I feel I am the body, resisting evil. If I get a headache, I go all over the world to have it cured; I drink two thousand bottles of medicine. How can I understand these marvellous minds? I can see the ideal, but how much of that ideal? None of this consciousness of the body, of the little self, of its pleasures and pains, its hurts and comforts, none of these can reach that atmosphere. By thinking only of the spirit and keeping the mind out of matter all the time, I can catch a glimpse of that ideal. Material thought and forms of the sense-world have no place in that ideal. Take them off and put the mind upon the spirit. Forget your life and death, your pains and pleasures, your name and fame, and realise that you are neither body nor mind but the pure spirit.

The next qualification is that the disciple must have faith in the Guru (teacher).

The next condition the disciple must fulfil is to conceive an extreme desire to be free.

We are like moths plunging into the flaming fire, knowing that it will burn us, knowing that the senses only burn us, that they only enhance desire. "Desire is never satiated by enjoyment; enjoyment only increases desire as butter fed into fire increases the fire."

Renunciation of the senses and desires is the only way out of this misery. If you want to be spiritual, you must renounce. This is the real test. Give up the world — this nonsense of the senses. There is only one real desire: to know what is true, to be spiritual. No more materialism, no more this egoism, I must become spiritual. Strong, intense must be the desire.

Shri Krishna says in the Gitâ (VII.16), "Four classes of people worship Me: the distressed, the seeker of material things, the inquirer, and the knower of truth."

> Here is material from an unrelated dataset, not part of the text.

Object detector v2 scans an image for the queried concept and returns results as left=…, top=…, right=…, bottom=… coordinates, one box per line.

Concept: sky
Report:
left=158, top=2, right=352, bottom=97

But we are trying to be disciples. Our sole concern is to know the highest truth. Our goal is the loftiest. We have said big words to ourselves — absolute realisation and all that. Let us measure up to the words. Let us worship the spirit in spirit, standing on spirit. Let the foundation be spirit, the middle spirit, the culmination spirit. There will be no world anywhere. Let it go and whirl into space — who cares? Stand thou in the spirit! That is the goal. We know we cannot reach it yet. Never mind. Do not despair, and do not drag the ideal down. The important thing is: how much less you think of the body, of yourself as matter — as dead, dull, insentient matter; how much more you think of yourself as shining immortal being. The more you think of yourself as shining immortal spirit, the more eager you will be to be absolutely free of matter, body, and senses. This is the intense desire to be free.

The fourth and last condition of discipleship is the discrimination of the real from the unreal. There is only one thing that is real — God. All the time the mind must be drawn to Him, dedicated to Him. God exists, nothing else exists, everything else comes and goes.